Only 8% said they had made sports bets in person at a casino, racetrack or kiosk, and 6% reported having done so online. The survey did not ask if the online sites were regulated by a government agency, or were unregulated offshore sites.

The survey's results indicate that the nascent U.S. legal sports betting industry, while growing rapidly, has plenty of room for expansion; more than 80% of all legal sports bets in the U.S. are made online.

As of last Thursday's kickoff to the NFL season, 31 states plus Washington D.C. offered legal sports betting, and several others will do so soon.

A record 46.6 million Americans say they plan to bet on the current NFL season, up 3% from last year, according to the American Gaming Association, the gambling industry's national trade group.

The center surveyed 6,034 adults from July 5-17. Its margin of error is plus or minus 2 percentage points.

More male respondents than female — 24% versus 15% — said they had bet on sports in some form in the past year. And of respondents under 50 years of age, 22% had bet on sports compared to 17% over 50.

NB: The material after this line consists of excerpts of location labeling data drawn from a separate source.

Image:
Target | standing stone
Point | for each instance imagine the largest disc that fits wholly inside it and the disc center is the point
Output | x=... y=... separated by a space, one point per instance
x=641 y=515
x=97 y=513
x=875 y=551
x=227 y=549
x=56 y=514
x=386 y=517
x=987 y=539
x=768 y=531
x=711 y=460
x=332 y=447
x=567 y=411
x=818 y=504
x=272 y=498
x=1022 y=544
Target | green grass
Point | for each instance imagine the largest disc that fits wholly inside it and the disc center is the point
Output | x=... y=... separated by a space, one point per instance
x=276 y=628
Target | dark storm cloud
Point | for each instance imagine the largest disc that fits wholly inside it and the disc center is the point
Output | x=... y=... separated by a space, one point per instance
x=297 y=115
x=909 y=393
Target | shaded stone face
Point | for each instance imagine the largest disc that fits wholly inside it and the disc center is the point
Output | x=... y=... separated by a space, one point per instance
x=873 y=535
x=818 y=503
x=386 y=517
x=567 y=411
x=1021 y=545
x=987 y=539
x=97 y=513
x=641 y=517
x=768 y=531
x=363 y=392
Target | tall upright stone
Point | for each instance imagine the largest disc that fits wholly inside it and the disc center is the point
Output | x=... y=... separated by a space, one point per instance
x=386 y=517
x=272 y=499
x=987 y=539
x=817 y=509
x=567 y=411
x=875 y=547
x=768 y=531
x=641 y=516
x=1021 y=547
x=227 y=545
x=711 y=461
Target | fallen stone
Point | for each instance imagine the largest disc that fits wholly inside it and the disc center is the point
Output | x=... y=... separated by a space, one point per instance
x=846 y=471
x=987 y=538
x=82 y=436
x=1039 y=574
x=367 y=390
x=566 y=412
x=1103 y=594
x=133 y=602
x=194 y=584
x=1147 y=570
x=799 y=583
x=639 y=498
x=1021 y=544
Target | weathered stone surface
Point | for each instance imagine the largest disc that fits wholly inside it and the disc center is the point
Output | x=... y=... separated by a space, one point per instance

The Pew Center said 27% of Black respondents and 24% of the Hispanic respondents reported having bet on sports, while 18% of white adults and 10% of Asian-Americans said they had.

It found no significant differences in sports betting by educational attainment or household income level: 18% of college graduates said they bet on sports in the past year, and 20% of those without a college degree said they had done so.

Meanwhile, 22% of adults in the upper-income wage bracket, 19% of middle-income and 19% of lower-income households reported making sports bets in the past year.

The survey also found no significant difference by party affiliation: 21% of Democrats and Democratic-leaning independents said they have bet on sports in some way in the last 12 months, as have 19% of Republicans and Republican-leaning independents.

In terms of whether sports betting is good or bad for society, 57% said it is neither. Just over a third — 34% — said it is bad, and 8% said it is good.

Asked whether betting on sports is good for sports itself, 49% were neutral, 33% saw it as bad and 16% said it is good.

As of May, the fourth anniversary of a U.S. Supreme Court decision clearing the way for all 50 U.S. states to offer legal sports betting should they choose to do so, Americans had wagered over $125 billion on sports.